Hermit of Santa Maria della Stella or Sanctuary of Santa Maria della Stella (in English: Sanctuary of Saint Mary of the Star) is an Italian Hermitage, situated in a natural cave at Pazzano (Calabria) on Monte Stella in Calabria, Italy.

From Pazzano, along ex SS110, after 5 km take a fork on the left to peak of Monte Stella and after 1 km there is Monastery of Monte Stella and beside the cave. There are 62 steps before the entrance of the cave. There is a 16th-century statue of Madonna in marble and Byzantine frescos representing saints.

== History ==
Its first mention was Greek code 598 of Paris. In the 11th century Byzantine monks lived in the sanctuary. Cristodulo was one of the first the Hegumen.
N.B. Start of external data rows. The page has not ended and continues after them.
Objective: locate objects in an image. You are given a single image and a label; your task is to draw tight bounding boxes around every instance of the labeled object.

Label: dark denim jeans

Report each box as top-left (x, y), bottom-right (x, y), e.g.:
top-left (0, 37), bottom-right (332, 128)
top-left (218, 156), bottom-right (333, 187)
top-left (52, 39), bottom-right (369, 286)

In 1096, it became a minor monastery. In the Norman period it was converted to a Catholic monastery. In the 15th century, it became independent from San Giovanni Theristis monastery and Basilians abandoned the sanctuary.

The first pastor is supposed to have been Marcello Jhodarelli in 1670.

== Feast ==

Every year, on the 15th of August it celebrates the assumption of the Virgin Mary.